FLEXIBLE WORKING - 15.12.2005

Avoiding the pitfalls

As you’re aware, the right to request flexible working has existed since 2002. However, businesses are still coming badly unstuck in how they handle requests. So what are some of the main pitfalls to avoid?

The right approach

The right of those with children under the age of six (or disabled children under 18) to make flexible working requests has been in existence since 2002. However, employers of all sizes are still finding themselves in tribunal as a result of the way that they managed the rejection process. Two recent decisions show just how careful you need to be when doing this. What can you learn from these employers’ mistakes?

Grounds for refusal

A high-profile case involving British Airways (BA) shows how important it is to pick the right ground(s) for refusing a flexible working request. In Starmer v British Airways 2005, BA lost its appeal over its refusal to allow Starmer (a pilot) to work 50% of her hours in order to care for her daughter. It had agreed to a reduction to 75%, to allow her to gain the 2,000 hours of flying time that it deemed necessary for safety reasons. Once she had achieved this, a further reduction could be discussed. Whilst this seems reasonable, BA had only introduced this rule five months after it had refused her initial request due to the “burden of extra costs”. Apart from the fact that it hadn’t made much attempt to justify it, this statutory defence isn’t really appropriate for such a large company to use.

Revoking a request

You also need to ensure that a new manager doesn’t try to revoke an existing agreement. This is what happened in Langton v Herbert Smith 2005.Herbert Smith, a major law firm, had previously agreed that Langton (L), could work part-time following her return from maternity leave in April 2002. However, a new manager was appointed and he informed her that she needed to revert back to working core hours. This led to a dispute and her eventual dismissal, as it was felt that her job could no longer be carried out on a part-time basis. She also succeeded in her claim and won £40,000 compensation.

Other pitfalls

You should also remember that poor handling of these types of request puts you at risk of an indirect sex discrimination claim. If so, the level of compensation is potentially unlimited. It may also create bad publicity for you with customers, even if it’s just a local newspaper article.

Dealing with requests

These cases illustrate how even large companies (including a major city law firm) can get it wrong. So play it safe and double check on how you deal with any requests for flexible working.

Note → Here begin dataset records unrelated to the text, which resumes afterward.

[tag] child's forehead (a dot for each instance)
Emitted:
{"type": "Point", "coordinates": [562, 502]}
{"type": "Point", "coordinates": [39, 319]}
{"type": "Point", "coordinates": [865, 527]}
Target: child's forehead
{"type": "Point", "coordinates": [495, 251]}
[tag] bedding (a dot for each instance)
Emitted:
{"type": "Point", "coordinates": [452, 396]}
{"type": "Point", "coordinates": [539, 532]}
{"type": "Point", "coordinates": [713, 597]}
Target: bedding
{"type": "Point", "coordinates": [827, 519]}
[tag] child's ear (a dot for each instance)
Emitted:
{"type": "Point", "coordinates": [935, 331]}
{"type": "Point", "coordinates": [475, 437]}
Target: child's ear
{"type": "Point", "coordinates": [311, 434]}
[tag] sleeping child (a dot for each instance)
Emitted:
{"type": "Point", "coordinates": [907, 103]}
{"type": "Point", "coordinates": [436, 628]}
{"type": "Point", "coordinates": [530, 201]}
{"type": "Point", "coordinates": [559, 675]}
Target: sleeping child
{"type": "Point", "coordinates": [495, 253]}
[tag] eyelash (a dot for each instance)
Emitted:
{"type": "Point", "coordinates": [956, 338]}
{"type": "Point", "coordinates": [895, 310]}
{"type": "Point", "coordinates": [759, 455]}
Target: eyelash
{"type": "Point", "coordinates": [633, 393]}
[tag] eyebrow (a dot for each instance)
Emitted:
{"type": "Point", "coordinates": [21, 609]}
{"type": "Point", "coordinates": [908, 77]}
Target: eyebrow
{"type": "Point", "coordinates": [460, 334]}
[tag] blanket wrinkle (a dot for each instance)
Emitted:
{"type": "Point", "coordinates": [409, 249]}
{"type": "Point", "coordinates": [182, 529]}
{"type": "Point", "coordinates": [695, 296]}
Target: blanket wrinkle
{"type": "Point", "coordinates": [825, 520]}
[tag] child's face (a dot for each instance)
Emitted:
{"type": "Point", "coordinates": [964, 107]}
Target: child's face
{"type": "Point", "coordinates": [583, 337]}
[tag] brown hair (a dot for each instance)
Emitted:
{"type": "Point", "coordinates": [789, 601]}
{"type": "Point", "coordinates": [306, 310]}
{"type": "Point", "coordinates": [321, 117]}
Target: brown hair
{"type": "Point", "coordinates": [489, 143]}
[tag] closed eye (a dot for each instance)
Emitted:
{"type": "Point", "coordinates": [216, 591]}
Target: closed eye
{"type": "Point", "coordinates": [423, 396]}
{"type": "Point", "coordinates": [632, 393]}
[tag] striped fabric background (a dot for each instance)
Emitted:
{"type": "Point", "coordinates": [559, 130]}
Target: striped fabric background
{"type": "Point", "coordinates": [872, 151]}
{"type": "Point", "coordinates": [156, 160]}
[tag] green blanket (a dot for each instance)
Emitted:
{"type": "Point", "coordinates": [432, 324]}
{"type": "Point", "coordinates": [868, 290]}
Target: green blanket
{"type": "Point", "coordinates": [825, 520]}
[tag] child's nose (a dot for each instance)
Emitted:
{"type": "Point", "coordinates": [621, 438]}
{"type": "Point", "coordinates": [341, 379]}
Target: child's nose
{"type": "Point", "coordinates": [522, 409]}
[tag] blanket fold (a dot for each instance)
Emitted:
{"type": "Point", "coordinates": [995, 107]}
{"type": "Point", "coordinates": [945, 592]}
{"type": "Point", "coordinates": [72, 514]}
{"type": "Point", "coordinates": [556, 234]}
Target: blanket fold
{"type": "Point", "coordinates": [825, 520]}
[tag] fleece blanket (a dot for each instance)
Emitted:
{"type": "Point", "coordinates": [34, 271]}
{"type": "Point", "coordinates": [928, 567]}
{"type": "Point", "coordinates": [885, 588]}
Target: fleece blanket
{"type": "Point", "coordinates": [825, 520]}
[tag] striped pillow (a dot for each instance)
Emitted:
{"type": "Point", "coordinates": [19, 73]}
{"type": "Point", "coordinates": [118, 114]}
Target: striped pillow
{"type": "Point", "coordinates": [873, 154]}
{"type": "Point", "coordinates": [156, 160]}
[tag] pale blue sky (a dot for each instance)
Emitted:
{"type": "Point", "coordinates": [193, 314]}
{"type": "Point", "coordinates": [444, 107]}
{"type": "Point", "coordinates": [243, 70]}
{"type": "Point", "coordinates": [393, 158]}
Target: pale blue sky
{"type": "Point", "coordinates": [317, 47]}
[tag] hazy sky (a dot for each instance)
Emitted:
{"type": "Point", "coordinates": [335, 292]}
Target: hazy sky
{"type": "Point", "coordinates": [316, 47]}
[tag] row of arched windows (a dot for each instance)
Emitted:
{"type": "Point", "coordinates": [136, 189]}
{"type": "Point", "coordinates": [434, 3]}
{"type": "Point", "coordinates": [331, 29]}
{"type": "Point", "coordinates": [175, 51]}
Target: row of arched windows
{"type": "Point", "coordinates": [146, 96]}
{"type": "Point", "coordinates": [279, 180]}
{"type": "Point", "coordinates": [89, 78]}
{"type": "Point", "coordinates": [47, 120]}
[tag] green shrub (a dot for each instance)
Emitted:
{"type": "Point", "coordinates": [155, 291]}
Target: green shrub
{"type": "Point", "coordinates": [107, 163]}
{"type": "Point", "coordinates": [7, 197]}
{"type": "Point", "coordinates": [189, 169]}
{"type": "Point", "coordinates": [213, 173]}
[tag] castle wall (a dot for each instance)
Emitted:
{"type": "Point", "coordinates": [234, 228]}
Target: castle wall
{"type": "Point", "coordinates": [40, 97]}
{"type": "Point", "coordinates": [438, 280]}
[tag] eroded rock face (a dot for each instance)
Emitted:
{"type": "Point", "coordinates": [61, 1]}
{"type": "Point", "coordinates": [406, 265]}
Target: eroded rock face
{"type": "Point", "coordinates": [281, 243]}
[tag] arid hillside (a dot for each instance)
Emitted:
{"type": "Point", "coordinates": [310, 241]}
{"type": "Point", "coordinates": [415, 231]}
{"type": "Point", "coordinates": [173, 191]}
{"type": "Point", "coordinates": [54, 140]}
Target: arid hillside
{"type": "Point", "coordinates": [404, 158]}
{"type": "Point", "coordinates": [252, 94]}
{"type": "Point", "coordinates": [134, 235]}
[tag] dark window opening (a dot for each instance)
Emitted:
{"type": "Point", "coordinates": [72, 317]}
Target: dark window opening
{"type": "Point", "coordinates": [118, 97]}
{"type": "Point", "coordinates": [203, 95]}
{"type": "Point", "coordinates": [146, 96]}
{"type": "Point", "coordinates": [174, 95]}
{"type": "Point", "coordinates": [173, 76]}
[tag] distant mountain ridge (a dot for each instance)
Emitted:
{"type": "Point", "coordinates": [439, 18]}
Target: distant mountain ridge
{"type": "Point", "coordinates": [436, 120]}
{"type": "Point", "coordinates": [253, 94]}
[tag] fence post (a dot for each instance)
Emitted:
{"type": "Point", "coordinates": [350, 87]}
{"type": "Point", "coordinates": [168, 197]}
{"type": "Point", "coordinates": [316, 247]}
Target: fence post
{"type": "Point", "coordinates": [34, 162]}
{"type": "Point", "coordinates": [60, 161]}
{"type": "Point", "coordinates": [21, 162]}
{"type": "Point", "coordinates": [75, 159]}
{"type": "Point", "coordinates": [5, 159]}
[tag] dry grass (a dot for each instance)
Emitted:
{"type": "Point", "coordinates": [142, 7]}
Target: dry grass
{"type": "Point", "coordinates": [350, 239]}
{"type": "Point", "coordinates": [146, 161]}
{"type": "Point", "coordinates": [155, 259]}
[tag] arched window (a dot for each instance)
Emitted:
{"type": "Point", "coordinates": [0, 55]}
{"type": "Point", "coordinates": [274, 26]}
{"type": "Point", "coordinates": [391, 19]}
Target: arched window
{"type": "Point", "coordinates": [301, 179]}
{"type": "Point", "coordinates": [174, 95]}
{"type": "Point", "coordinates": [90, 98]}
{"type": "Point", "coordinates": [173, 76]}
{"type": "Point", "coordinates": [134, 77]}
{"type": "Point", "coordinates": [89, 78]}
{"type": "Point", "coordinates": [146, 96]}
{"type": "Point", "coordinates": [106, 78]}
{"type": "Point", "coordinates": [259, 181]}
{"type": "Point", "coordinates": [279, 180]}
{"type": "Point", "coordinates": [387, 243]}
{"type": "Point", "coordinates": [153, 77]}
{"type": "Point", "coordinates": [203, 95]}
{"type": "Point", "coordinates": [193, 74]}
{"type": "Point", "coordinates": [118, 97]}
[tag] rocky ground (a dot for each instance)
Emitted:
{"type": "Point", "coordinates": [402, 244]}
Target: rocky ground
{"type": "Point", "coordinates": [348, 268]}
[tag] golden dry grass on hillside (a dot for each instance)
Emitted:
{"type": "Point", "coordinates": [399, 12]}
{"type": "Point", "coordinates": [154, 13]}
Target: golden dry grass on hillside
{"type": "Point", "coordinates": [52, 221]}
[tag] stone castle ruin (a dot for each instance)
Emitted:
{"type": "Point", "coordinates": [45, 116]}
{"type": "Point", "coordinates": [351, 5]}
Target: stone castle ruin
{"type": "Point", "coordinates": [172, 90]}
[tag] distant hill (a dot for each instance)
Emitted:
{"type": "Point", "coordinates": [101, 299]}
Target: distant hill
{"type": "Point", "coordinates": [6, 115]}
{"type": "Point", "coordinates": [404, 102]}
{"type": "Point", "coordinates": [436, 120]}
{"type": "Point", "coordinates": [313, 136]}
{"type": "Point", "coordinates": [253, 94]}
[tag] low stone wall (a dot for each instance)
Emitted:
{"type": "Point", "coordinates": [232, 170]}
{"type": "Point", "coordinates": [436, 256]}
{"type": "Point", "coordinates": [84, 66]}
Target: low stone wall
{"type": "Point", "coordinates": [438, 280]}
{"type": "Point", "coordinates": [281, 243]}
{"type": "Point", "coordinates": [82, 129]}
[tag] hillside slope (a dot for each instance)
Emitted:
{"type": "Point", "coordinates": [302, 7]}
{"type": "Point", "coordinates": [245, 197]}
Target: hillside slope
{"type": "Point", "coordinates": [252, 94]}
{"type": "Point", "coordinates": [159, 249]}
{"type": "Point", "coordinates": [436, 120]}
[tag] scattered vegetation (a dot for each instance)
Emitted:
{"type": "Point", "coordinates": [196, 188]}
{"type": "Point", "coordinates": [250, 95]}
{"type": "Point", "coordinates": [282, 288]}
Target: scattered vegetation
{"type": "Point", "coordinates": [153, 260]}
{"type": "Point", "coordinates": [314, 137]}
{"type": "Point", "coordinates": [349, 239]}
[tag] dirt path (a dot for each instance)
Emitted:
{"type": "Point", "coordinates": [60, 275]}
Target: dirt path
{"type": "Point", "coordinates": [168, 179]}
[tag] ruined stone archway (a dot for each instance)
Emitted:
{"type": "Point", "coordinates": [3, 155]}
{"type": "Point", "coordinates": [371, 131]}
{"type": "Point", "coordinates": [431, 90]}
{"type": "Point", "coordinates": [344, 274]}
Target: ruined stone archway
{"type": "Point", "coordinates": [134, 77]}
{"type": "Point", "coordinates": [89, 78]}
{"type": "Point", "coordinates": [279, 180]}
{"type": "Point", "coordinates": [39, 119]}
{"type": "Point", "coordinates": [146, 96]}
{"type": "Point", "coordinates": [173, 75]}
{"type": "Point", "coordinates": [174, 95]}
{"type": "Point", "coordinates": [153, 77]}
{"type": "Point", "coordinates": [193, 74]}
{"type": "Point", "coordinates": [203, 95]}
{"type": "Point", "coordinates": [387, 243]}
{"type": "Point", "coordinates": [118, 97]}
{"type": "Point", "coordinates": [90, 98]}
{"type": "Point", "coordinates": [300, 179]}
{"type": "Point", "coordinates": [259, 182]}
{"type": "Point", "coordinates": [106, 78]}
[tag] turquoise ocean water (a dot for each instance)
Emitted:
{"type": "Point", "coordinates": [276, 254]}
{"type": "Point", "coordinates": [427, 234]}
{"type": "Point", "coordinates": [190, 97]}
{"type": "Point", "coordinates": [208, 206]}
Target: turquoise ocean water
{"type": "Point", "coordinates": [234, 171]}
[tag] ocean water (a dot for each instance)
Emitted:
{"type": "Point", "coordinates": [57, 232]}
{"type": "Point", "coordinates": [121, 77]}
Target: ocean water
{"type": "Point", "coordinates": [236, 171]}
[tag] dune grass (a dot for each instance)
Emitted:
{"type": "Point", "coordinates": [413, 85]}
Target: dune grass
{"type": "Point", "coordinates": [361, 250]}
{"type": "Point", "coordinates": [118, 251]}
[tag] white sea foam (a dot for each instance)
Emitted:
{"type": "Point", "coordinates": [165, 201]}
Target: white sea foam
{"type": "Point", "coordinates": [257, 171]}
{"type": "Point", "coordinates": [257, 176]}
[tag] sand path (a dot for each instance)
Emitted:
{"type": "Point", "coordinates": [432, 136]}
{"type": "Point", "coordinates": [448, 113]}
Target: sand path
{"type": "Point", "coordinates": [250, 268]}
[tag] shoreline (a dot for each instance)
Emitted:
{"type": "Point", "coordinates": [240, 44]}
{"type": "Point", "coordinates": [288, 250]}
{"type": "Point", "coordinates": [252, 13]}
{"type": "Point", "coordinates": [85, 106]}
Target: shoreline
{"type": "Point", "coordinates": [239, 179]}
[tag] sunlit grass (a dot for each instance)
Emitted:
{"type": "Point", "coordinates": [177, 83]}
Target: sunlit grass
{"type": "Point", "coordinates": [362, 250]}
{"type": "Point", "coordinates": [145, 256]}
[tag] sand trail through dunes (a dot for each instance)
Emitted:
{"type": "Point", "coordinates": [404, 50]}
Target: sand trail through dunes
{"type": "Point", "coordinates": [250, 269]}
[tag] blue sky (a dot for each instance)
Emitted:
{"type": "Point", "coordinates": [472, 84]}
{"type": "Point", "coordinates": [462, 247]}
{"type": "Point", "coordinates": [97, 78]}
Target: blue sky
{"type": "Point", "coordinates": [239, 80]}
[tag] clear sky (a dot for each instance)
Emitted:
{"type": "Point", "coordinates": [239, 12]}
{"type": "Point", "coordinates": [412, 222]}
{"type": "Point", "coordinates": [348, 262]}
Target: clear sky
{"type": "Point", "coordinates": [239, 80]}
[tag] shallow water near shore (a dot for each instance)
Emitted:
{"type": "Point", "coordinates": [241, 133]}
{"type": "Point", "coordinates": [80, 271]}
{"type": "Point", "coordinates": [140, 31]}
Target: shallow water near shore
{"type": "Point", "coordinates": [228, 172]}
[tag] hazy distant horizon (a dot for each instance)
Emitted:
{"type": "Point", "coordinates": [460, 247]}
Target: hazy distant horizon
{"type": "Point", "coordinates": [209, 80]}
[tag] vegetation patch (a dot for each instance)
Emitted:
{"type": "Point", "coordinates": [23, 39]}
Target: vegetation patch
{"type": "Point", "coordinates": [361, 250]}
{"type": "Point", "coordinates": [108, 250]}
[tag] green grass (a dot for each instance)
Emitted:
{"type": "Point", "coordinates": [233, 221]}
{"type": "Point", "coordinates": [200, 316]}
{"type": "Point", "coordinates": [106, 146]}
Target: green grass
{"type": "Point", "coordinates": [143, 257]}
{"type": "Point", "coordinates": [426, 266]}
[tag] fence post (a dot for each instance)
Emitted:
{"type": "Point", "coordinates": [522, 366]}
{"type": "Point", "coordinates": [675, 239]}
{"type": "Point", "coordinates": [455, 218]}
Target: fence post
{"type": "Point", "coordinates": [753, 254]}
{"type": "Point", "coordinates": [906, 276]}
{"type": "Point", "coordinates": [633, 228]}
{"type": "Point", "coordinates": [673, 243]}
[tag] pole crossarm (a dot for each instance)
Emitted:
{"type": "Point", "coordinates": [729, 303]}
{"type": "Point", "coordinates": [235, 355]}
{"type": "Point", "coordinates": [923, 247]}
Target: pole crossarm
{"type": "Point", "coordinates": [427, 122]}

Tip 1. Unless you’re a very small company, think twice before automatically relying on the “burden of extra costs” argument. Instead, do your homework so that you’re in a position to demonstrate; (1) why there are extra costs involved; (2) what they are, and; (3) why they would be a burden on your business.

Tip 2. Ensure that any flexible working requests come to you, instead of being decided solely by a line manager or supervisor. This way any problems can be discussed and any ignorance of the law, e.g. on a new manager’s part, can be dealt with in a way which doesn’t expose you to liability.

If you wish to use the “burden of extra costs” argument to defeat a request, do your sums to demonstrate why. Also, don’t leave the issue of requests solely to line managers, in case they’re unsure of the law (as even British Airways showed in a recent case).